Pomegranate: is naturally high in ellagic acid. Dishonest products may contain ellagic acid from other less expensive sources like wood pulp. This raises the concentration of this key chemical constituent, but it creates a false sense of value, especially because the additive is not disclosed.
Grape seed extract (GSE): is a natural byproduct from the wine and juice industries. BAPP has identified GSE adulterated with peanut skin extract, which Blumethal says originates largely from China. Peanut skin extract, a byproduct of the peanut industry, is less expensive and available at a much greater volume than actual GSE.
Bilberry: is often adulterated with dark anthocyanidin pigments from other cheaper berries, soybean or rice hulls. Some sellers create adulterated products so sophisticated they can pass through laboratory testing undetected.
Saw Palmetto: Extracts from the saw palmetto, a type of palm tree, are common in natural treatments for urinary and prostate disorders. Saw palmetto extract (SPE) may be substituted or blended with lower-cost vegetable oils, especially palm oils, to achieve a similar fatty acid profile. It was the subject of, “one of the most egregious cases” of botanical adulteration, says Blumenthal.

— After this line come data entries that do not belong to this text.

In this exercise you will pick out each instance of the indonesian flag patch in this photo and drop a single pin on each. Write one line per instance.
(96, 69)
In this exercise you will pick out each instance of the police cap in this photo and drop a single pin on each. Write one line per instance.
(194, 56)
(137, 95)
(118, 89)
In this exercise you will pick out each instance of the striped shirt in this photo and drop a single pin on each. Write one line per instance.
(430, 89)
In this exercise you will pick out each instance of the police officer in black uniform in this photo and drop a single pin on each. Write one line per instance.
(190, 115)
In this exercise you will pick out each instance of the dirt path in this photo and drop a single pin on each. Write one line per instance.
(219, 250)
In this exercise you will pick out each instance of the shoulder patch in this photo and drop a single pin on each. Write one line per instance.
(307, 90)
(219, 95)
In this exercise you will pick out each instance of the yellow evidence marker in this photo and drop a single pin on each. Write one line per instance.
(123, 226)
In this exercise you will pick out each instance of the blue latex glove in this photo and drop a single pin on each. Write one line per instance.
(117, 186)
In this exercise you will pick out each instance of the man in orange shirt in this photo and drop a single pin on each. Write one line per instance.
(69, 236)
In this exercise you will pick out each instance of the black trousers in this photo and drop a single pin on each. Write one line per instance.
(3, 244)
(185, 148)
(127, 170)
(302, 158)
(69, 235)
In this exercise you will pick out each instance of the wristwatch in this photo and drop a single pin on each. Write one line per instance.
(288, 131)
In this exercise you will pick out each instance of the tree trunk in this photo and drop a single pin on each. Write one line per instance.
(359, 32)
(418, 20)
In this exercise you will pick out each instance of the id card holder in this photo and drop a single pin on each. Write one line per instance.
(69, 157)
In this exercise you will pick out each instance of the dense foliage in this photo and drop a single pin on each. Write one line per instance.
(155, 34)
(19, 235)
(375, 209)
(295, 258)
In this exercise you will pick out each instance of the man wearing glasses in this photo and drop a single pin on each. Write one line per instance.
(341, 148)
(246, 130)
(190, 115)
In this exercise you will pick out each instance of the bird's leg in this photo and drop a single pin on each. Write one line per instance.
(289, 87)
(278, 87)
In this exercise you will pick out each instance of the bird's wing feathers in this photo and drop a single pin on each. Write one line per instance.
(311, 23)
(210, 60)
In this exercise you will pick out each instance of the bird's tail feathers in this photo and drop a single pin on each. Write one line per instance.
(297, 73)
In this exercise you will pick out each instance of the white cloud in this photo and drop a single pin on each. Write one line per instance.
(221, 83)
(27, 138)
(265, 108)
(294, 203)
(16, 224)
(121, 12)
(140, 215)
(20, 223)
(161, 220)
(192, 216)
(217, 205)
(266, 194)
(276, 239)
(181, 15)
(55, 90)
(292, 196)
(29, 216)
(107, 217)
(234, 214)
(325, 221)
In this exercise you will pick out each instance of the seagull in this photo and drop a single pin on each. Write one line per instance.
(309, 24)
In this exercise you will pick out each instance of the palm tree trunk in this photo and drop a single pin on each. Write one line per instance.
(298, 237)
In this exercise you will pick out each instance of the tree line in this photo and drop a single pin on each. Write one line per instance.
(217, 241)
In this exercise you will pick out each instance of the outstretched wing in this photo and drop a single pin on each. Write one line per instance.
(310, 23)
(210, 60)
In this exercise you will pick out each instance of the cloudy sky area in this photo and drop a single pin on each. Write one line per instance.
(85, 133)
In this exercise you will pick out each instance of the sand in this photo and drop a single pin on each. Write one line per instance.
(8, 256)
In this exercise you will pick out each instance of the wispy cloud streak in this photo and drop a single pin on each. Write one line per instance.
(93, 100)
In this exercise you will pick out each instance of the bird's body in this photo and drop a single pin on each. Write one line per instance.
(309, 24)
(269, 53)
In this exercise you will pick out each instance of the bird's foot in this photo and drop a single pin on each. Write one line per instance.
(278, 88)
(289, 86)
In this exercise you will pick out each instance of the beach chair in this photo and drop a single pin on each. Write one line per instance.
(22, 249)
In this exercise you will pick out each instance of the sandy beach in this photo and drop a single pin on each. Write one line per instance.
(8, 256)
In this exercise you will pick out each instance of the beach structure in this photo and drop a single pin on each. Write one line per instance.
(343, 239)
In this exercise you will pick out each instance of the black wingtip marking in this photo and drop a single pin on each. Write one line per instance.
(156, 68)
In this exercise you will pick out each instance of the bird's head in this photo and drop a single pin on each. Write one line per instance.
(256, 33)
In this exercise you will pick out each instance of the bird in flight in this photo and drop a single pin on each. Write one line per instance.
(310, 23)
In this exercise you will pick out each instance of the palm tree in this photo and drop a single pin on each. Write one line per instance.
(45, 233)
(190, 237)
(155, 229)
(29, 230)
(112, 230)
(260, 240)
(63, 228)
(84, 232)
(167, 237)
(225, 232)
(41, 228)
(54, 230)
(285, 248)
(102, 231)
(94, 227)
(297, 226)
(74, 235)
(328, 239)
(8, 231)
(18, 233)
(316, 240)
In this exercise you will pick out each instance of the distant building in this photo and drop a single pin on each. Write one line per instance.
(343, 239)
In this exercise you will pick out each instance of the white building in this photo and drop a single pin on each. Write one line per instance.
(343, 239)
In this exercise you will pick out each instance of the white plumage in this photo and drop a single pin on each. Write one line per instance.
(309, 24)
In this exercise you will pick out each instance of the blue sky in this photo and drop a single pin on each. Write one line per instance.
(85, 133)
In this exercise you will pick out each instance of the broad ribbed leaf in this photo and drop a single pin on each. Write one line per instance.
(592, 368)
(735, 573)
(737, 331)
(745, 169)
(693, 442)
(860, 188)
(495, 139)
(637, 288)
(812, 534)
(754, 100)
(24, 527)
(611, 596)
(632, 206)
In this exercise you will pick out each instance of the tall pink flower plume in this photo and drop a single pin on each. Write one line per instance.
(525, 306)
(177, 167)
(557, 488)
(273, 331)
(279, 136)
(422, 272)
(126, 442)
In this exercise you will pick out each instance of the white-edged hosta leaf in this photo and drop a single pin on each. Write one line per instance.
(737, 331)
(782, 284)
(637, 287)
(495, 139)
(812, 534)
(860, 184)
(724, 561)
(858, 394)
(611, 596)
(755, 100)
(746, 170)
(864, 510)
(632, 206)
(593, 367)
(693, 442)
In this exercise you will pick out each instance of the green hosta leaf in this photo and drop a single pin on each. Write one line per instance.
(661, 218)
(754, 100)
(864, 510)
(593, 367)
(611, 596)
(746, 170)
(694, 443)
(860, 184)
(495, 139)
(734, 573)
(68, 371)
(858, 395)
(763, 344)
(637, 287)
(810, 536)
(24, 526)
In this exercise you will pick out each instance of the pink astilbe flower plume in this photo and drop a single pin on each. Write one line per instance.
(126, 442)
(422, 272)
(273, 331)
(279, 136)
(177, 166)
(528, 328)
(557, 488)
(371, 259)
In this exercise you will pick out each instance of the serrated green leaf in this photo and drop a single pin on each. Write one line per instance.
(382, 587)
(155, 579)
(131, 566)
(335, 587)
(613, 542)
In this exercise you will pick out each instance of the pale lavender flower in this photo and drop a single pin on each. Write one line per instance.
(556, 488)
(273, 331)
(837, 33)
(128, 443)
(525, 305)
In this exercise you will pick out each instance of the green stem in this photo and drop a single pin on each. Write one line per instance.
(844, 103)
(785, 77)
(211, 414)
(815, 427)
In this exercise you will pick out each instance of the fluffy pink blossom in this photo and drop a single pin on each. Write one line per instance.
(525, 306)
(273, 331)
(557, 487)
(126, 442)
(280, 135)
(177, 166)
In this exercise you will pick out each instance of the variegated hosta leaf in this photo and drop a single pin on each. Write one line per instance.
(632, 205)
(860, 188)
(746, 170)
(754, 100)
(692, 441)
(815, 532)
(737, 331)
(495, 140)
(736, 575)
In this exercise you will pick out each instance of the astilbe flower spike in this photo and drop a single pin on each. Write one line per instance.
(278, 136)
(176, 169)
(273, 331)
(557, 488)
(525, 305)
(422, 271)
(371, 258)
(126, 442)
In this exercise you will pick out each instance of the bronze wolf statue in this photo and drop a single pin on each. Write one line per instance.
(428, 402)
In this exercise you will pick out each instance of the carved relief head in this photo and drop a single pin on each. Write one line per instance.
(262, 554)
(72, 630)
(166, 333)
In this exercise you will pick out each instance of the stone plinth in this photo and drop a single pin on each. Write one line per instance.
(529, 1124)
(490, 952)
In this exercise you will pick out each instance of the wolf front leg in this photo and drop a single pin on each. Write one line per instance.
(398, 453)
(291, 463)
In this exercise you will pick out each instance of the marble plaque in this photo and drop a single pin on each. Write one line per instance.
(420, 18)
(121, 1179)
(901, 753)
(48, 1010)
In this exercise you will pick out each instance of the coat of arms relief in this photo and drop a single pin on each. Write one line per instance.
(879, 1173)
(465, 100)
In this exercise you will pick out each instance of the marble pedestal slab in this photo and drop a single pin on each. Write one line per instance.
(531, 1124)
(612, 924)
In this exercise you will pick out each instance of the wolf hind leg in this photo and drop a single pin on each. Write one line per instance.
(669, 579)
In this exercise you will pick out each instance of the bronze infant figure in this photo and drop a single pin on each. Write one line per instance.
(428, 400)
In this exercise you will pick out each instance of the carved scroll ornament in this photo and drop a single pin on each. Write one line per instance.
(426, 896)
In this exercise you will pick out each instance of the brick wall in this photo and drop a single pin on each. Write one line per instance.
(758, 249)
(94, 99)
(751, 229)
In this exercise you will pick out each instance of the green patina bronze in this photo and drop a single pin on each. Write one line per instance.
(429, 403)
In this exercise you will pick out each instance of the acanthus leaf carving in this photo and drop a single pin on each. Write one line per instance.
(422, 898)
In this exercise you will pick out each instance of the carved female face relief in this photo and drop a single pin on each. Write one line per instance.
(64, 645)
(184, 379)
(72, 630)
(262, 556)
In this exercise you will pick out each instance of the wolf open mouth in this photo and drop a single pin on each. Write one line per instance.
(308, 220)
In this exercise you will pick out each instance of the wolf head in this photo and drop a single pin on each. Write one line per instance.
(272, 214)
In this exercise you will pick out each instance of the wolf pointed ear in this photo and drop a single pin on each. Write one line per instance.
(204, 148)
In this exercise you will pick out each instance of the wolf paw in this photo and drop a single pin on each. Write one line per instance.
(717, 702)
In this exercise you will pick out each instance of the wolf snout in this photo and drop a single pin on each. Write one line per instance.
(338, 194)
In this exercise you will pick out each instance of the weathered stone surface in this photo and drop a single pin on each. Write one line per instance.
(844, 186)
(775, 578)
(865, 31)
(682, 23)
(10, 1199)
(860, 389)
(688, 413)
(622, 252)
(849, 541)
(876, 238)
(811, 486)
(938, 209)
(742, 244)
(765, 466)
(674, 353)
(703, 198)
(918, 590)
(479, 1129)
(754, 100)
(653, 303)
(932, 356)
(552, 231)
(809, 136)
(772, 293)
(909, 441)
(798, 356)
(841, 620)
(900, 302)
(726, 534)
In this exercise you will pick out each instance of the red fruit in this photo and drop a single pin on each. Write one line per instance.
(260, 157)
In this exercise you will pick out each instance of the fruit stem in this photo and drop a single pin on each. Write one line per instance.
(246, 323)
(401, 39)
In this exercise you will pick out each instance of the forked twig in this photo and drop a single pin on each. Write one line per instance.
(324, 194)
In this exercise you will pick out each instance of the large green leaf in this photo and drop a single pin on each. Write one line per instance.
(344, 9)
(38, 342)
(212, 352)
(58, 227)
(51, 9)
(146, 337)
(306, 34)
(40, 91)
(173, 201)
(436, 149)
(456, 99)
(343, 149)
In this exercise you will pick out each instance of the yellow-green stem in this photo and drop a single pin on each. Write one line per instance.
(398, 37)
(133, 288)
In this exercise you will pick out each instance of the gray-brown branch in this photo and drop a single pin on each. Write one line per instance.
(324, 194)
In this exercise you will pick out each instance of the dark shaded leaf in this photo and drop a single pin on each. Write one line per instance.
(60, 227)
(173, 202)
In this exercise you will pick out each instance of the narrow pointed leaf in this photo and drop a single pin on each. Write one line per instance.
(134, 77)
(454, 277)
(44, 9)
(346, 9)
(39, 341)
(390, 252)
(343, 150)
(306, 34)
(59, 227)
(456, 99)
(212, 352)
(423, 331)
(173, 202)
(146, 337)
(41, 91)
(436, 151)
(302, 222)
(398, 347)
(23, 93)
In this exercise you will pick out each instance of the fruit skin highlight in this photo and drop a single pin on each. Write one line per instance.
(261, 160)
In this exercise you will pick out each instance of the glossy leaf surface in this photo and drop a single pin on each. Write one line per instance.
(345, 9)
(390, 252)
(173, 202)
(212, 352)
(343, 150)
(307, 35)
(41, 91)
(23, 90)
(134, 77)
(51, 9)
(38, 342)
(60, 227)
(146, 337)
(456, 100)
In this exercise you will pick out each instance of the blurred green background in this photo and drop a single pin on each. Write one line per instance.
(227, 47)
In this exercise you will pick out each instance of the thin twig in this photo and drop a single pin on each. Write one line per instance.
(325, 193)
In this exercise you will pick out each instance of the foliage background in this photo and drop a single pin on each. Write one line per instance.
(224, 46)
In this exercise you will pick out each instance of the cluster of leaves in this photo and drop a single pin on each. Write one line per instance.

Two years ago, BAPP broke the news of a Chinese saw palmetto supplier that obtained sheep, cow, chicken and pork-derived fat from a slaughterhouse and used it to adulterate SPE. The animal fatty acids were isolated and recombined to match fatty acid ratios indicated in the US Pharmacopeia (USP) for saw palmetto. The mixture was so chemically sophisticated that high-performance liquid chromatography (HPLC), the widely utilized analytical method, couldn’t detect the animal-based compounds.
Mint Oil: In one of BAPP’s most recent victories, natural products manufacturer NOW Foods, owner of the Protocol for Life Balance practitioner brand, rejected and destroyed a shipment of mint oil from India after determining it was adulterated with safflower oil.
Unethical? Yes. Dangerous? No.
The good news is that so far, BAPP has “found very few examples where the adulteration we’ve uncovered has any real safety concerns. Even though deplorable, even though morally objectionable––very few (of these cases) have safety implications.”
There are, however, exceptions. Consider skullcap (Scutellaria lateriflora) adulterated with germander (Teucrium chamaedrys): the two herbs look alike, but germander contains hepatotoxic compounds while skullcap does not. When the one is substituted for the other—whether accidentally or intentionally—there’s a potential for liver damage.
Most botanical adulteration is not accidental or due to human error. It is an intentional and deliberate attempt to cut costs, enhance a product’s activity or increase its value.
Sudberg recommends that clinicians “use or sell only brands that offer as much transparency as possible, and have a demonstrated and verifiable commitment to quality. Asking about their sourcing and testing practices is always a good idea, but now it’s essential.”